Mariana, por instinto, se soltó de golpe; Antonella perdió el equilibrio y cayó hacia atrás, golpeándose la frente contra la punta del caballete. La sangre empezó a brotar al instante.
—¡Ah! ¡Me duele!
En ese momento, la puerta del taller se abrió de golpe. Nicolás, alertado por el ruido, entró.
Su mirada recorrió la escena: Antonella en el suelo, con la frente ensangrentada y llorando; Mariana de pie a un lado. Su expresión se tornó sombría al instante.
De inmediato se agachó y ayudó a Antonella a levantarse, con voz llena de preocupación: —¿Qué pasó?
Antonella, entre sollozos, lo señaló: —¡Nicolás! ¿No dijiste que todo lo que hay en esta casa es mío si lo quiero? Vi esa pintura y me gustó, pero ella no quiso dármela y me empujó. ¡Mira cómo me dejó! ¡Tienes que hacer algo!
—Yo no la empujé, fue ella quien perdió el equilibrio...
—¡Cállate! —La interrumpió Nicolás con un grito. Su voz era tan fría que helaba la sangre. —¿He sido demasiado indulgente contigo?
Se volvió hacia sus guardaespaldas: —Tráiganme ese cuadro.

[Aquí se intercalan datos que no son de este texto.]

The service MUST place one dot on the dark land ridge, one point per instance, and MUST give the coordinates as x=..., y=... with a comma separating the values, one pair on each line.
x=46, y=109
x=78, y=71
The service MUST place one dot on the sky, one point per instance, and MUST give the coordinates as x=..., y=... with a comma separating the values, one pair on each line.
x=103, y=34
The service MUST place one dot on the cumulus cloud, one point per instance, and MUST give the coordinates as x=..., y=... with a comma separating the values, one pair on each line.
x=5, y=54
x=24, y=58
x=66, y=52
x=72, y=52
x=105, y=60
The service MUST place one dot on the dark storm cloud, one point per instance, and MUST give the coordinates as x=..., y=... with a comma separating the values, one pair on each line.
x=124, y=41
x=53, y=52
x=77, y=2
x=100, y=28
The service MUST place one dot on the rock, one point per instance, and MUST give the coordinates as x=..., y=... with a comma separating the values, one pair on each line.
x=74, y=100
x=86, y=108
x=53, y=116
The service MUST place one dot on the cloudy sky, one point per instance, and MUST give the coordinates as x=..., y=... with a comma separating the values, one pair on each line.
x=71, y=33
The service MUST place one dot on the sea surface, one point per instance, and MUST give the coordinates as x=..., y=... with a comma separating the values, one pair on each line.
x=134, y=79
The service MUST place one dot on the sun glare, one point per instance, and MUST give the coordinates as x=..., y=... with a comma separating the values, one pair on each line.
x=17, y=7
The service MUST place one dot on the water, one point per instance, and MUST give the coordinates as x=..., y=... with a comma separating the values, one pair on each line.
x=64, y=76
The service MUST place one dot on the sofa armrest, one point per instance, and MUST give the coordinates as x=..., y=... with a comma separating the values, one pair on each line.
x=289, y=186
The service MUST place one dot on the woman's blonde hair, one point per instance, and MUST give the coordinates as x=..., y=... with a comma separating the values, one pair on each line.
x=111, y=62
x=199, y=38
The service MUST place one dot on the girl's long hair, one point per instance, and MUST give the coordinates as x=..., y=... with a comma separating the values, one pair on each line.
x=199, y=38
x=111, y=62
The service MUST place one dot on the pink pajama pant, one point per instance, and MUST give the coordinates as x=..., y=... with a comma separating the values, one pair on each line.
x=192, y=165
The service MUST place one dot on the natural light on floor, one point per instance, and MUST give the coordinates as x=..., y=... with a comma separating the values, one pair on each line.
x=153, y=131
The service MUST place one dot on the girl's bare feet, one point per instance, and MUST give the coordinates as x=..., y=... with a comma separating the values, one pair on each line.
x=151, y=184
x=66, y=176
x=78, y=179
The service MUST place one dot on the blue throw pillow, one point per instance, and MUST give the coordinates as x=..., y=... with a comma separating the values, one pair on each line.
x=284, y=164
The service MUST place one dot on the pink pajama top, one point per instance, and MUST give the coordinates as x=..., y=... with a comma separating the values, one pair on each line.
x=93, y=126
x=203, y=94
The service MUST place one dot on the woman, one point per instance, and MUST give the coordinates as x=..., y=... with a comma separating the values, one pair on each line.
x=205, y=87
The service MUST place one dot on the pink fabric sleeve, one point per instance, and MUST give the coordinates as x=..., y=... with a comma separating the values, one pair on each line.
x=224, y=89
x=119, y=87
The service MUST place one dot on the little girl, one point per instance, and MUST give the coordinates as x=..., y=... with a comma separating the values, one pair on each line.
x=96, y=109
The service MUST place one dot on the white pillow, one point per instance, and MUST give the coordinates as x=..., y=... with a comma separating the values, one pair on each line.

—¡No! —Gritó Mariana, lanzándose para protegerlo, pero uno de los hombres la empujó con brusquedad.
Los dos guardaespaldas forcejearon con ella; Mariana abrazó el marco con todas sus fuerzas: —¡Por favor, no! ¡No lo toquen! Es la única obra que dejó mi maestro...
—¡Ras!
El sonido del lienzo al desgarrarse resonó como un trueno. Una enorme rasgadura abrió la tela por la mitad.
Mariana observó el cuadro destruido; la fuerza abandonó su cuerpo. Se desplomó en el suelo, con la mirada vacía, como si todo su mundo acabara de derrumbarse.
Antonella lloraba más fuerte: —¡Mi pintura! ¡Estaba tan hermosa y ahora está arruinada!
Nicolás, al verla llorar, trató de consolarla con ternura: —No llores, solo es una pintura. Mañana iré a una subasta y te compraré una mejor, más cara, ¿sí?
—¡No quiero otra! ¡Quiero esa! —Insistió Antonella, señalando a Mariana, que seguía en shock. —Si lo rompió, que lo repare. ¡Quiero que pinte la misma imagen en su espalda!
Mariana levantó la cabeza de golpe, mirándola con incredulidad.
Nicolás frunció el ceño, pero al ver los ojos enrojecidos de Antonella, terminó cediendo: —De acuerdo. Como tú quieras.
—¡Nicolás, estás loco! —Gritó Mariana, intentando huir, pero los guardaespaldas la sujetaron con fuerza.
Lo que la hizo temblar aún más fue ver los instrumentos que Antonella pidió traer: finas agujas de plata y un cuenco con agua mezclada con ají picante.
—¡No! ¡Nicolás, no puedes hacerme esto! —Suplicó Mariana entre sollozos.
Pero Nicolás solo la miró con frialdad: —Sujétenla. Que Antonella empiece.
La aguja perforó la piel, impregnada en el ardor del ají. Cada trazo era una llamarada que le atravesaba el cuerpo.
El dolor la hizo convulsionar, gritar hasta quedarse sin voz.
Antonella dibujaba con entusiasmo, como si creara una obra maestra.
—¿Lo ves? Esto te pasa por no darme lo que quiero. —Dijo Antonella satisfecha, admirando la sangrienta figura.
Nicolás no la miró ni una sola vez. Abrazó a Antonella con ternura: —¿Ya te sientes mejor?
—Sí. —Respondió ella, con voz zalamera, acurrucándose en su pecho.
Nicolás bajó la cabeza, le besó el cabello y murmuró con tono bajo y cargado de deseo: —Entonces es hora de que me hagas sentir bien a mí.
La levantó en brazos y salió del taller rumbo a la habitación del piso superior, ignorando los sollozos desgarrados de Mariana.
Mariana aún oía la risa coqueta de Antonella, y una voz que jamás había sonado tan apasionada: —Mi bebé, qué bien te portas.